Rick Riordan – The Red Pyramid
Length: 516 pages
Genre: Young Adult Fantasy
Started: 14 November 2012
Finished: 20 November 2012
Where did it come from? The library.
Why do I have it? Riordan’s got me good and hooked and I was in the mood for something fun and absorbing.
Setting ancient gods
free upon the world: please do
not try this at home.
Summary: Siblings Carter and Sadie Kane haven’t seen much of each other since their mother died when they were young; Sadie lives with her grandparents in London, while Carter travels around the world with their father, a famous Egyptologist. On a Christmas visit, their father drags Carter and Sadie to the British Museum after hours, where he attempts to use the Rosetta Stone to perform magic. But something goes wrong, and the Egyptian god Set, the god of chaos, imprisons Dr. Kane in a glass coffin that then melts into the floor. Carter and Sadie don’t know where to turn or what to do, until they’re taken in by their Uncle Amos, who is a member of a secret group of Egyptian magicians, the House of Life. Carter and Sadie begin to have visions of Set and his plans to destroy the world, and when they’re attacked by ancient monsters, they realize that it is up to them to stop the god’s plans. They’re not alone – they will have help from some of the other gods – but not only do they only have a few days to stop a god, they’re also being pursued by members of the House of Life, who consider mortals working with gods to be dangerous and therefore forbidden.
Review: This book was definitely an enjoyable read. I was in the mood for something light, funny, and above all, engaging, and this book certainly did the trick. Riordan brings Carter and Sadie to life, and they’re personable and smart and funny and capable yet fallible, everything you could want in a protagonist. The story ticks along at a good pace, keeping things moving (both geographically as well as action-wise, as is Riordan’s wont) while sneaking in plenty of world building and character development around the edges. I was also impressed, once again, how he manages to work mythology into modern life, in a way that was clever and felt cohesive, and explained clearly without pandering to his younger readers.

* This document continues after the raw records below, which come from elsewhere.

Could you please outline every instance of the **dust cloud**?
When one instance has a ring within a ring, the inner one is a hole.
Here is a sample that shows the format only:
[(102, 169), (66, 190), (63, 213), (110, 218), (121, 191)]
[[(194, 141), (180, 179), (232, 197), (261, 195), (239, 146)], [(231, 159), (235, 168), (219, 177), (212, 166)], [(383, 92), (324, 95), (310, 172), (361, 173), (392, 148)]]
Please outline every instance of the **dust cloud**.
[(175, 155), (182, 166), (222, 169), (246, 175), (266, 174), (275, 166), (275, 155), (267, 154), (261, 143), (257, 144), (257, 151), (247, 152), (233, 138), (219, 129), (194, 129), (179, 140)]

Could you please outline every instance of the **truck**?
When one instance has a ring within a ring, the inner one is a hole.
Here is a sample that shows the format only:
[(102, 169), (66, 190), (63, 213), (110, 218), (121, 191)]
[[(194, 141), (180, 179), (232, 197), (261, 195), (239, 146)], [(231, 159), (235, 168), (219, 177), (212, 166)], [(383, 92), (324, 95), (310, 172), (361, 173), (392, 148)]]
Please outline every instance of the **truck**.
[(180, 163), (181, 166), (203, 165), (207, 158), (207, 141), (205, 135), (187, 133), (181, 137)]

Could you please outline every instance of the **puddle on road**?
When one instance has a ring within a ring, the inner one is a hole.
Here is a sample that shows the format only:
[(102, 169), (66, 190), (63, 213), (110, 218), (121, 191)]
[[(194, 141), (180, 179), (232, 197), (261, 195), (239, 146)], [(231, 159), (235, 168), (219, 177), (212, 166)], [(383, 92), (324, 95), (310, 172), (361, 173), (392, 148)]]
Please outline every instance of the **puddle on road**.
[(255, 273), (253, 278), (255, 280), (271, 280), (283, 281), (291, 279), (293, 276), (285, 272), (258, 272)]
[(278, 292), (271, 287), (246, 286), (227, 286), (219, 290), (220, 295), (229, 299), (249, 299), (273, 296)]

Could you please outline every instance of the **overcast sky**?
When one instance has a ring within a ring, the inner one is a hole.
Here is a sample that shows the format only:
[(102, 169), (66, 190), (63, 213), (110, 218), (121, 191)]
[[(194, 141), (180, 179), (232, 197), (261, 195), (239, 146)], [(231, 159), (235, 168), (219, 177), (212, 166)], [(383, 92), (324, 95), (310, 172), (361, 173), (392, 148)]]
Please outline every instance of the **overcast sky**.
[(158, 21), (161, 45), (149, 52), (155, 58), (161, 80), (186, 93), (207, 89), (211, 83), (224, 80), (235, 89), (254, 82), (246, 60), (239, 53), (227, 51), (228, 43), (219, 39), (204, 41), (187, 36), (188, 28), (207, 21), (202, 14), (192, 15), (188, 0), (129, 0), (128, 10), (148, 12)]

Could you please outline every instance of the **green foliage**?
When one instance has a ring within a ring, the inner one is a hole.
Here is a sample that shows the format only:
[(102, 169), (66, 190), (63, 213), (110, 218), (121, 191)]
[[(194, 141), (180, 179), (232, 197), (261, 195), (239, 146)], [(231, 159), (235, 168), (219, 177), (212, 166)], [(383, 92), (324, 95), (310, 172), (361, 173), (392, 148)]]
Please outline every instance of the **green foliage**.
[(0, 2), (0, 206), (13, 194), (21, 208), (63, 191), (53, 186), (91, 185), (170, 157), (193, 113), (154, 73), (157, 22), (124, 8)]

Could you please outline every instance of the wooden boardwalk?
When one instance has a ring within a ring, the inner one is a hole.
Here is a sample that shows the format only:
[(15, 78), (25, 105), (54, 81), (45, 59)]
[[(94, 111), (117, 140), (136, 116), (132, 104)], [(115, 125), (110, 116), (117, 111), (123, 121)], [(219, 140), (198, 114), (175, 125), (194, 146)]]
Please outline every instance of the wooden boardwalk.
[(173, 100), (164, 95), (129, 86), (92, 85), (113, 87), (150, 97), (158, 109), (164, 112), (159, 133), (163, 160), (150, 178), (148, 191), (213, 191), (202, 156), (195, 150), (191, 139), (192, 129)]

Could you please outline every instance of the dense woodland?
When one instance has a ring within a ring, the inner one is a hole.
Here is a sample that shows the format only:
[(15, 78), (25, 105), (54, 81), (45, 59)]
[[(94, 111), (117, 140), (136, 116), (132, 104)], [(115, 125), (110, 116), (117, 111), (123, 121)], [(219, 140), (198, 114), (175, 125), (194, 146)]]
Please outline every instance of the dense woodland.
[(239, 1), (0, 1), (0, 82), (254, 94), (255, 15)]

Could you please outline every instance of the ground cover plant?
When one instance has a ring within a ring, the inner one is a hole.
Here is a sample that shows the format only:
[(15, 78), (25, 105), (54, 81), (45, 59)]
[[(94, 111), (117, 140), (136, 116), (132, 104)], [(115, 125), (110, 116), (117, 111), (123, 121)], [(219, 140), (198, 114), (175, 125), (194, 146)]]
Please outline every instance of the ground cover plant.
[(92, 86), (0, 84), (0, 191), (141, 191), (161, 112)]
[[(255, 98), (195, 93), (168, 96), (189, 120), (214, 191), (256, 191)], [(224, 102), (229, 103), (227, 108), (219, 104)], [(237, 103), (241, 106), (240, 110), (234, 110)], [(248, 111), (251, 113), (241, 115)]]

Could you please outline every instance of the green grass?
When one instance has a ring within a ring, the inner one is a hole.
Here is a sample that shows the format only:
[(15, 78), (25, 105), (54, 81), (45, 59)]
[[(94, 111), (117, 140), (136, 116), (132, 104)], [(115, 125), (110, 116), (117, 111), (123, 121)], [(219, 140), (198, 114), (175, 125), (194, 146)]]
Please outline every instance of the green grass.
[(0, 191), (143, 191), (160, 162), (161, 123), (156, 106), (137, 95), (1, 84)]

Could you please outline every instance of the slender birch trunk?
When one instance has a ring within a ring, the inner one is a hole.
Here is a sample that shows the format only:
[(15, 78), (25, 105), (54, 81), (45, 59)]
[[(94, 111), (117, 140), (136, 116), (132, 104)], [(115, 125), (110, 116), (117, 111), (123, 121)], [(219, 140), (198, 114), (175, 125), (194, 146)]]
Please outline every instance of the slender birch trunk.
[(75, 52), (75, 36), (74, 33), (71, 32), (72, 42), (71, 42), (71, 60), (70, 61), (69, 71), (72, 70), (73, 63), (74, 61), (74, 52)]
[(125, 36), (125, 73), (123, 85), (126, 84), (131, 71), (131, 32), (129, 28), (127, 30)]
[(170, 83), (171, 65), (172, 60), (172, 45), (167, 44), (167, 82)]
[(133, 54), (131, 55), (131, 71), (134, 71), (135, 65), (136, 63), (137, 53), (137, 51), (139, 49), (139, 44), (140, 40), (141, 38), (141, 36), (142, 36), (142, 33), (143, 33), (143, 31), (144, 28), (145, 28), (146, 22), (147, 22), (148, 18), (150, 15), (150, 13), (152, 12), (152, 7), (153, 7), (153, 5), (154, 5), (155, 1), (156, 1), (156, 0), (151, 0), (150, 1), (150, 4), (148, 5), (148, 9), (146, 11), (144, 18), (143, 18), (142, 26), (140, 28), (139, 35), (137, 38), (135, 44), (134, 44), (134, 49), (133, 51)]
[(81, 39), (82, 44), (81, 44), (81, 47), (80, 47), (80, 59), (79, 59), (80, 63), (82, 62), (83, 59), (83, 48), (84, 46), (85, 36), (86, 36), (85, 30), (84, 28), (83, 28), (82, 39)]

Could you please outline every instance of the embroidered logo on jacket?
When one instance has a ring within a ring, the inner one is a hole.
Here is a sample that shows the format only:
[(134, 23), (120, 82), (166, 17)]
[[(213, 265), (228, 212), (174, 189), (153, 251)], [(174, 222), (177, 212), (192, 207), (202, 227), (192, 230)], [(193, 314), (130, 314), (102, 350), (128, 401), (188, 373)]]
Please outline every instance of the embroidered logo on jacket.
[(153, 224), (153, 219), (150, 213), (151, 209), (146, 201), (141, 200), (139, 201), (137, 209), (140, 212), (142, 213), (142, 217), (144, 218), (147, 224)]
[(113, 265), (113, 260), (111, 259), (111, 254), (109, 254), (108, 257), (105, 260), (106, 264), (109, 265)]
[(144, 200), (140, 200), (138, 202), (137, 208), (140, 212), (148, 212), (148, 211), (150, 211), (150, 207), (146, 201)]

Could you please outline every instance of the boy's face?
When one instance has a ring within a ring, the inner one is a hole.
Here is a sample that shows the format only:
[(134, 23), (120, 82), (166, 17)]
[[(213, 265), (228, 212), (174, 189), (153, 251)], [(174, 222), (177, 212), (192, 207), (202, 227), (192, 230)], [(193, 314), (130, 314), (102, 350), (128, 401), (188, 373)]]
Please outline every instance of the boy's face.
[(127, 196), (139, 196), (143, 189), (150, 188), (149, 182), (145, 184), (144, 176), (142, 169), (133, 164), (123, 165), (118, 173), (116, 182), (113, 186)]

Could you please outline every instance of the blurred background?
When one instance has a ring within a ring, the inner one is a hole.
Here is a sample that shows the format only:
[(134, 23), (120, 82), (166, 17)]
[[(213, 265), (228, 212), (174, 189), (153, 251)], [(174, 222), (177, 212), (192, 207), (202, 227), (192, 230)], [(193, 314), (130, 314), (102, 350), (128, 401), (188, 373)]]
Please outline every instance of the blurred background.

But, while I absolutely did enjoy this book, I didn’t enjoy it *quite* as much as any of the Percy Jackson/Heroes of Olympus books. And I don’t think that it’s got anything to do with the quality of the book itself; rather, Greek mythology is much, much more familiar to me than Egyptian mythology. That means that in Riordan’s Greek books, I didn’t have to start from scratch with my understanding of the worldbuilding, and was also better able to spot and appreciate the subtle and clever touches he added in. In the case of the Kane Chronicles, I found it harder to get my bearings in terms of how magic worked, and how the gods related to each other, and to keep the details in my mind. (Heck, even the names and pronunciations were more unfamiliar and thus more mental work.) That all kept it from flowing quite as easily as I’d come to expect from Riordan’s other books.
But, hey, mythology plus fiction is almost always a win in my book. It can’t be Greek all the time. 4 out of 5 stars.
Recommendation: Recommended for Riordan fans, or anyone interested in ancient Egypt and looking for something fun and fast-paced.
First Line: We only have a few hours, so listen carefully.